Título: A ética na política monetária
Autor: Eduardo B. F. Perillo e Maria Cristina Amorim
Fonte: Gazeta Mercantil, 17/09/2004, Opinião, p. A-3

A equipe do governo crê que a maioria ganha com as atuais taxas de juros?. O noticiário econômico revela a tensão entre a retomada do desenvolvimento econômico e as características recessivas da política monetária iniciada no governo FHC e continuada no governo Lula. Entender as relações entre teoria econômica e ética ajuda o brasileiro preocupado com seu futuro e com o do País a posicionar-se nesse debate.

Do final do século XVIII até meados do século XX, a teoria econômica ortodoxa vem se empenhando em configurar-se como ciência, esta, por sua vez, entendida como verdade absoluta e, sobretudo, incontestável: questionar a validade da ciência é prova de ignorância, obscurantismo ou má-fé. Desde os anos 20, no entanto, a ciência perdeu a pretensão de verdade única. Atualmente, afirmar que a expressão "científico" é sinônimo de verdadeiro é evidência de obsolescência teórica ou má-fé.

Qualquer economista sabe que o núcleo da teoria econômica, qualquer que seja o modelo, paradigma ou programa de pesquisa, é um conjunto de valores, de pressupostos filosóficos sobre o comportamento das pessoas, sobre formação de valor e preço, sobre o mercado. Não há evidências empíricas para sustentar a validade das teorias (não sofram, senhores: as demais ciências também são assim). E sabe também que a determinação de políticas econômicas impõe perdas e ganhos para os diferentes agentes: se tributamos determinados setores, estes perdem; se destinamos a arrecadação tributária para outros setores, estes ganham. Não obstante, o debate (?) sobre o tema, dominado por interesses bem localizados, lamentavelmente apresenta as atuais medidas de política econômica como se fossem verdades científicas inquestionáveis, caminho único para resolver problemas.

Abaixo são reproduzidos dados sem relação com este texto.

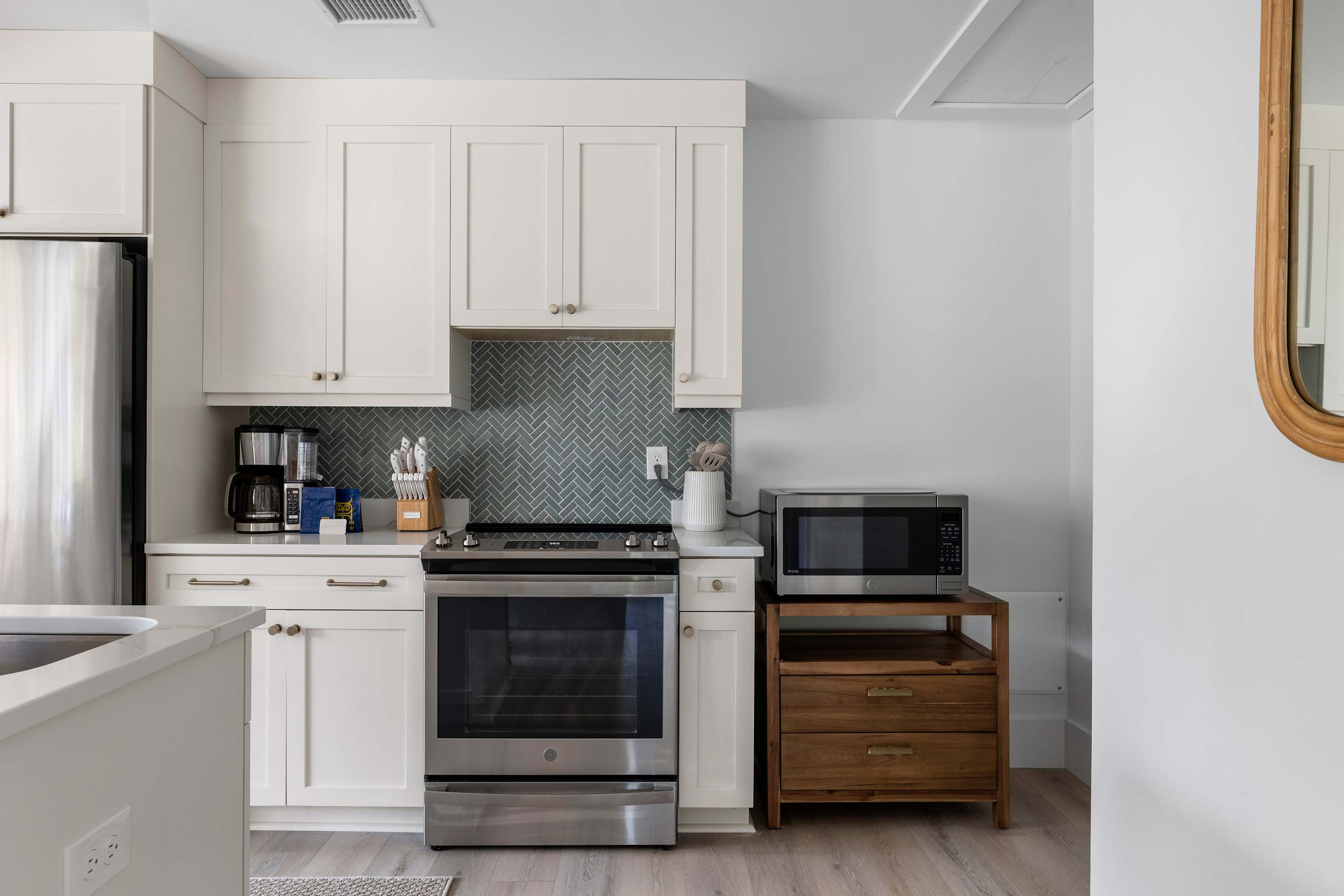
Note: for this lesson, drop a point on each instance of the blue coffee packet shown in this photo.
(319, 504)
(347, 508)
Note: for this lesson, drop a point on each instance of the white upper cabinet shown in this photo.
(709, 268)
(620, 220)
(73, 159)
(508, 193)
(1314, 229)
(388, 261)
(265, 272)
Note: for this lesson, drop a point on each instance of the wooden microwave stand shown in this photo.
(883, 716)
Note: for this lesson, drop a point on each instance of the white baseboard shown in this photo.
(1078, 751)
(714, 821)
(363, 818)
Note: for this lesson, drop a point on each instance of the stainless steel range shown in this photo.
(551, 688)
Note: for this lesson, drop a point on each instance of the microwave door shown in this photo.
(858, 544)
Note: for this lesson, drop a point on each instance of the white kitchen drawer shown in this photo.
(287, 583)
(718, 583)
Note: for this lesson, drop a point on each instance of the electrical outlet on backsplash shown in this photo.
(557, 435)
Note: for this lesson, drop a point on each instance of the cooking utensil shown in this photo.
(713, 462)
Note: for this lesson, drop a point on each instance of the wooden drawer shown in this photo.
(718, 583)
(936, 762)
(887, 703)
(287, 583)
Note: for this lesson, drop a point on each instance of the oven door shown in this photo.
(863, 543)
(550, 675)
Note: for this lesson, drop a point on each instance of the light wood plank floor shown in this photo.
(900, 849)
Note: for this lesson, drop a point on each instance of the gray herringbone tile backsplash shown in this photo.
(557, 435)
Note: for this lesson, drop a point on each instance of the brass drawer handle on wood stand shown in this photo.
(887, 750)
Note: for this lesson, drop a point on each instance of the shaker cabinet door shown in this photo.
(265, 271)
(717, 710)
(620, 222)
(507, 226)
(73, 159)
(268, 712)
(388, 261)
(709, 268)
(357, 707)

De posse de uma visão de ciência econômica há muito insustentável, o Comitê de Política Monetária (Copom) aumenta a taxa de juros Selic. Há um esforço evidente em procurar legitimar, por meio de uma suposta ciência econômica, medidas recessivas causadoras de sérios danos para a maioria da população. Diante dessa situação, convém lembrar, tanto aos cidadãos comuns quanto aos responsáveis pela política econômica: a ética faz parte da ciência, de qualquer ciência, particularmente da ciência econômica.

Cientes de tornar simples o complexo, definimos ética como a reflexão sobre as conseqüências das nossas atitudes a curto, médio e longo prazo para a nossa felicidade e a dos demais. Se a ciência econômica, como todas as demais, não encerra uma verdade absoluta, se a determinação de políticas econômicas arbitra perdas e ganhos, será que a equipe do governo está convencida que as taxas de juro nos níveis extorsivos procura propiciar ganhos para a maioria dos brasileiros? Será que esses doutos senhores dão-se ao trabalho de pensar sobre as conseqüências de médio e longo prazo para a sociedade (pois as de curto já estão à vista) do prolongamento para mais de uma década da transferência de renda dos mais pobres para os mais ricos?